EAST WINDSOR: Perry L. Drew School third-graders discuss importance of Arbor Day with mayor

By Amy Batista, Special Writer
EAST WINDSOR – Mayor Janice Mironov spent the afternoon with local third graders discussing the importance of Arbor Day and delivered tree saplings for the students to take home Monday afternoon at the Perry L. Drew School.
“I’m here because I want to talk to you about a really important day and really important subject,” said the mayor. “Does anyone know what it is?”
One student answered, “Arbor Day.”
“What day of the month is Arbor Day?” she said. “Does anybody know?”
Another student raised a hand and answered, “April 29.”
“The last Friday in April,” she said, adding it’s always the last Friday.
The mayor then asked the students, “Why do we care about Arbor Day?”
A student answered that it’s about trees.
“Does anybody know where the first Arbor Day?” asked the mayor as she continued the back-and-forth with the children.
Students raised their hands and took guesses.
“The answer is Nebraska,” she said. “Who would’ve thought Nebraska right? In the middle of the country it had the first Arbor Day back in 1872.”

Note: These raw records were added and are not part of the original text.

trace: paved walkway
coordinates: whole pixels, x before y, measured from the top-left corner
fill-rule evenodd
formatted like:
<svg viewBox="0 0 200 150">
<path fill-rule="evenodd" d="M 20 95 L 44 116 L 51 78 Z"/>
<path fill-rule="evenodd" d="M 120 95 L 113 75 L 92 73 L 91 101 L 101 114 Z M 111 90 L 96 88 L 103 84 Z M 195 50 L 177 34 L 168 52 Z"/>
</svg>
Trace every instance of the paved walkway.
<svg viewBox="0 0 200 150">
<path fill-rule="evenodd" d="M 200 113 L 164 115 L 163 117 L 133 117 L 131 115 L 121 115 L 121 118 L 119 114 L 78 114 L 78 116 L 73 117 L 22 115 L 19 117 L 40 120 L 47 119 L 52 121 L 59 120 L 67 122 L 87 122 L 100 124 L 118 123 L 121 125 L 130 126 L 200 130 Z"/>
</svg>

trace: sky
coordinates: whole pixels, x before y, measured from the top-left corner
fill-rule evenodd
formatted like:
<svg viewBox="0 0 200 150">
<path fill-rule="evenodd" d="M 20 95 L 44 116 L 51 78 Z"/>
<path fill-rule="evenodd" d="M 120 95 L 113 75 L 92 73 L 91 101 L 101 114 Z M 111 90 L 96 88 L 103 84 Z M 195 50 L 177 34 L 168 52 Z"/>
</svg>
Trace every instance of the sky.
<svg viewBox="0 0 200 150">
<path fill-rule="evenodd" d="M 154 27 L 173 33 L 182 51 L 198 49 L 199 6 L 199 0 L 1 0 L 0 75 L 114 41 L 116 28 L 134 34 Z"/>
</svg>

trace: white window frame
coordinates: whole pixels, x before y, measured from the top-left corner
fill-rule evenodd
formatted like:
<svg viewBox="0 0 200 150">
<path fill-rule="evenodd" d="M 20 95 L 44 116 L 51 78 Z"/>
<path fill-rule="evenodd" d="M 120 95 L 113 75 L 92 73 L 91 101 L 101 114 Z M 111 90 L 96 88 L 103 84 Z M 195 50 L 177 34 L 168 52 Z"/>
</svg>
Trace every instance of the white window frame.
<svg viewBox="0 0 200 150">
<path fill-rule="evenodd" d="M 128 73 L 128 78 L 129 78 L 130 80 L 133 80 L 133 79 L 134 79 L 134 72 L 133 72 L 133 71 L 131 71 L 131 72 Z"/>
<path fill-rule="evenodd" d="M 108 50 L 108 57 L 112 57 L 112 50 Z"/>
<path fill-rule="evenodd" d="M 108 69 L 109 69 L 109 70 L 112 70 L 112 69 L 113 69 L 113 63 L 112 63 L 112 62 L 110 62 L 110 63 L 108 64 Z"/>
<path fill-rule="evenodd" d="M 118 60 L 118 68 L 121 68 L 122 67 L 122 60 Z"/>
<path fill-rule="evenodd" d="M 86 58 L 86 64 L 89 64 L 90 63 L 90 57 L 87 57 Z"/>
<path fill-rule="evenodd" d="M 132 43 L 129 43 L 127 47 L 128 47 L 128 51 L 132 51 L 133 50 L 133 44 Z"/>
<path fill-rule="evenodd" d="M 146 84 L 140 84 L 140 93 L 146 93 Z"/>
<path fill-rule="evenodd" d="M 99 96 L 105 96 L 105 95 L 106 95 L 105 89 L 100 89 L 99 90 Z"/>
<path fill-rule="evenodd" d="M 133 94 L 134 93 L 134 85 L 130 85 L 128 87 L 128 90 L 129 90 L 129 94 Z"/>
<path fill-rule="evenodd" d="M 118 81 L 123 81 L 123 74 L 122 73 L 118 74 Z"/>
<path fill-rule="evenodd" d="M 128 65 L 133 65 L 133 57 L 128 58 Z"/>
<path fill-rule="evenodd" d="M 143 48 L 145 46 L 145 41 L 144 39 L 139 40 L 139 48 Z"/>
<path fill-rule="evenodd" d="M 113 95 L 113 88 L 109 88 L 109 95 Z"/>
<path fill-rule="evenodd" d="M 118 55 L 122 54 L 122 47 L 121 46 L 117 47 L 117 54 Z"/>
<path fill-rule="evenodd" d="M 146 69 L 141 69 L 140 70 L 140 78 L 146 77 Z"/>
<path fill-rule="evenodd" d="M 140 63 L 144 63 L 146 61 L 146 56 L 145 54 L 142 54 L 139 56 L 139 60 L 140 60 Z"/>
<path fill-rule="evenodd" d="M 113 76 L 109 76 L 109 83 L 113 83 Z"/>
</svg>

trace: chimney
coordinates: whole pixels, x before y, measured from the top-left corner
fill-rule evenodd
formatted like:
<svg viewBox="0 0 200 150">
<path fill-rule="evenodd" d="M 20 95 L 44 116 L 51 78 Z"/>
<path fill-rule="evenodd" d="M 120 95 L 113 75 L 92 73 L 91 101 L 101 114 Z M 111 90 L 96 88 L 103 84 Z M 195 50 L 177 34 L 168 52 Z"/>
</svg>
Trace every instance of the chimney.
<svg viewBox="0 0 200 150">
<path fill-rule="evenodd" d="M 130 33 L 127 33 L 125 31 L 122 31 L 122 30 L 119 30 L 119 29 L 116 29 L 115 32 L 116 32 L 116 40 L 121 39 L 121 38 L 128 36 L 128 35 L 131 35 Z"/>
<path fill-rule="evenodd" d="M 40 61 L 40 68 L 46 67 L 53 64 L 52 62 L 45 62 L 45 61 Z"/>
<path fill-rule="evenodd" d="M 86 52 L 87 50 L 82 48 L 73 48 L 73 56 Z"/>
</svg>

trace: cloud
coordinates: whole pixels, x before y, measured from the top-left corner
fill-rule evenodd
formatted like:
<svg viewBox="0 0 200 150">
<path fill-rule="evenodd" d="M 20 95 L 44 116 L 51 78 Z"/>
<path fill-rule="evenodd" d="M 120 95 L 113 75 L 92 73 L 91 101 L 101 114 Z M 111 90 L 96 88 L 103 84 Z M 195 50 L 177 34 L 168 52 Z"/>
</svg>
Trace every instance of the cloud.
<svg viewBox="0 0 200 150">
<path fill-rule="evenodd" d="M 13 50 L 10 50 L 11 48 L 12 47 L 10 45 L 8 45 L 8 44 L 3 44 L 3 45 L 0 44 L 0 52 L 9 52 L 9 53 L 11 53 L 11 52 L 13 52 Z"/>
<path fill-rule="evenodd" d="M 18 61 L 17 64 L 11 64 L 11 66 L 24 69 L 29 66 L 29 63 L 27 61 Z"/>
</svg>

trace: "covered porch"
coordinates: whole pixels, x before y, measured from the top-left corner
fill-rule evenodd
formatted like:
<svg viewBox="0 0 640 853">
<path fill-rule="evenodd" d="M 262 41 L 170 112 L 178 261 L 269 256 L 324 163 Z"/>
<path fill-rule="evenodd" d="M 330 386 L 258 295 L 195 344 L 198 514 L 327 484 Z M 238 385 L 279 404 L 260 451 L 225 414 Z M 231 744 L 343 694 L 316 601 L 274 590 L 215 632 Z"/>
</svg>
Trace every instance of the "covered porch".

Students discussed why trees are important to the environment, and some of the responses included that trees give us oxygen; give homes to animals; give us wood to build projects and make furniture; give us shade; give us paper; food; decorations; and cutting boards.
“As you see there are a lot of things that we use trees for,” said Mayor Mironov. “Can you even imagine without having trees how can we build all these things? And aren’t trees beautiful? What would it look like if we didn’t have all these beautiful trees up around our homes, in our parks and along our roads?”
Each student received a tree, either a Hackberry or Eastern Red Bud, along with instructions on how to plant it.
The presentation concluded with Mayor Mironov presenting the school with a proclamation in honor of Arbor Day.
Arbor Day was first celebrate in Nebraska in 1872 with the planting of more than a million trees. J. Sterling Morton, editor of Nebraska’s first newspaper, encouraged the State Board of Agriculture to set aside a day for planting trees at a time when Nebraska was a treeless plain, according to the proclamation.
Arbor Day is celebrated throughout the nation to encourage the planting of shade and forest trees. Trees can reduce the erosion of topsoil by wind and water, cut heating and cooling costs, moderate temperature, clean the air, produce oxygen and provide habitat for wildlife, according to the proclamation.